Commercial Banks

- Article photo, courtesy of GLG
When you hear about banks, it’s most likely the commercial banks that come to mind. These institutions play a critical role in the global economy, offering a variety of essential financial services to individuals, corporations, and governments. But what exactly is a commercial bank, and how does it operate?
Defining Commercial Banks
A commercial bank is a financial institution that accepts deposits, offers checking account services, and makes various loans. Commercial banks are by far the largest type of depository institution, providing a range of services that we encounter in everyday life and business operations.
Commercial Banks in Numbers
As of mid-2007, there were 7,350 commercial banks in the United States. Interestingly, while less than 7% of these banks had total assets exceeding $1 billion, these large banks controlled over 85% of the total assets within the commercial banking sector. Some of the largest commercial banks in the U.S. by the end of 2005 included:
- Bank of America Corp. – $1,082.2 billion in assets
- J.P. Morgan Chase & Co. – $1,014.0 billion in assets
- Citigroup – $706.5 billion in assets
- Wachovia Corp. – $472.1 billion in assets
- Wells Fargo & Co. – $403.3 billion in assets
Services Offered by Commercial Banks
Commercial banks are versatile institutions that provide a broad range of services, typically categorized into three main groups:
Individual Banking
These services are tailored to consumers and include:
- Residential mortgage lending
- Credit card financing
- Student loans
- Personal investment services like brokerage and trust services
- Automobile and boat financing
Institutional Banking
These services cater to businesses and governments, such as:
- Commercial real estate financing
- Loans to corporations and government entities
- Leasing activities
Global Banking
In the international financial arena, commercial banks often compete with investment banks, offering services related to:
- Corporate financing and capital market products
- Underwriting securities and issuing letters of credit
- Financial advisory services on corporate restructuring and acquisitions
- Foreign exchange transactions
How Do Banks Fund Their Operations?
Commercial banks are highly leveraged institutions, meaning they fund their activities primarily through borrowed money, including customer deposits. The four main types of deposit accounts they offer include:
- Demand deposits (checking accounts): Withdrawable on demand with minimal interest.
- Savings deposits: Pay interest, often below market rates, without a fixed maturity.
- Time deposits (certificates of deposit or CDs): Have a fixed maturity and offer either fixed or floating interest rates.

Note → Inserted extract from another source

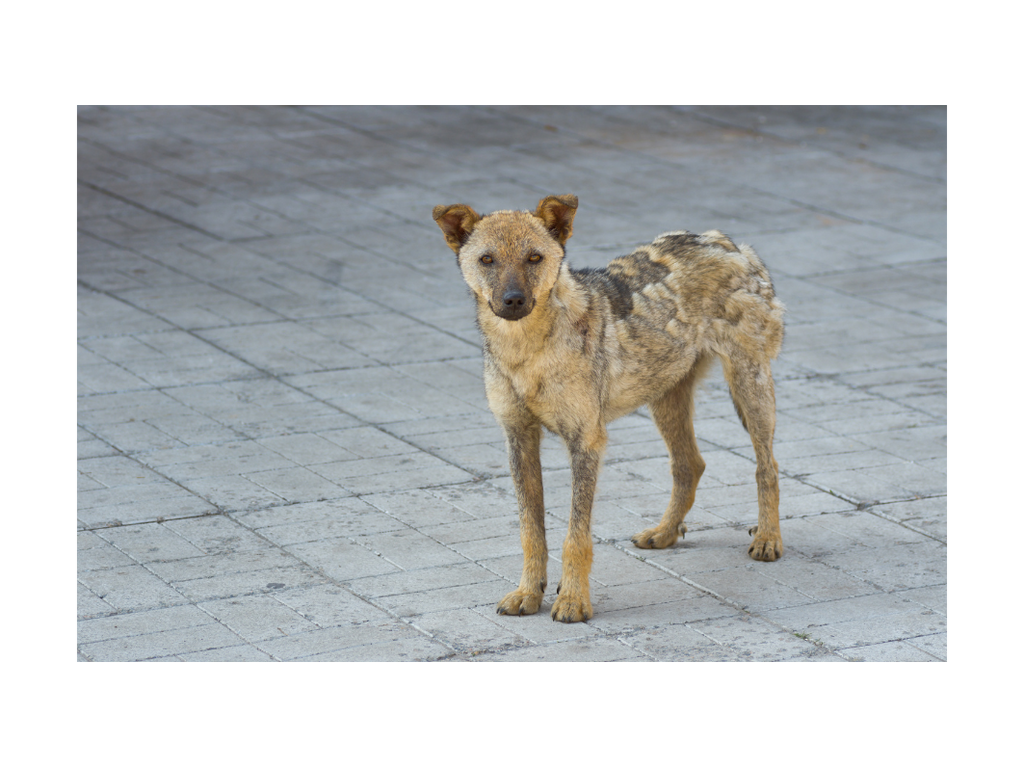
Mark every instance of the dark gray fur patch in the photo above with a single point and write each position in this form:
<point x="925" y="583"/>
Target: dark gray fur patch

- Money market demand accounts: Pay interest based on short-term interest rates.
In addition to deposits, banks also raise funds by borrowing in the money and bond markets, borrowing reserves in the federal funds market, and accessing the Federal Reserve’s discount window.
Bank Reserves and the Federal Funds Market
Banks are required to maintain a percentage of their deposits in noninterest-bearing accounts at one of the 12 Federal Reserve Banks, known as required reserves. If a bank has excess reserves, it can lend them to other banks in the federal funds market at the federal funds rate. Alternatively, if a bank falls short of its required reserves, it can borrow from the Federal Reserve at the discount rate through the discount window facility, although this requires collateral.
Regulation of Commercial Banks
Due to the significant role that commercial banks play in financial markets, they are subject to heavy regulation. At the federal level, they are overseen by entities like the Federal Reserve Board, the Office of the Comptroller of the Currency, and the Federal Deposit Insurance Corporation (FDIC). Additionally, commercial banks in the U.S. are insured by the Bank Insurance Fund (BIF), which is managed by the FDIC.
One of the biggest concerns for regulators is the capital structure of banks. Commercial banks typically have low equity capital, often less than 8% of total assets. This highly leveraged position makes them vulnerable to insolvency risks. To mitigate this risk, regulators have imposed risk-based capital requirements, which are guided by international standards set by the Basel Committee on Banking Supervision.
In summary, commercial banks are the backbone of the modern financial system. Whether you’re applying for a loan, opening a savings account, or managing business finances, commercial banks offer a suite of services to meet the needs of both individuals and institutions. Their role in facilitating financial transactions, offering loans, and supporting economic growth cannot be overstated.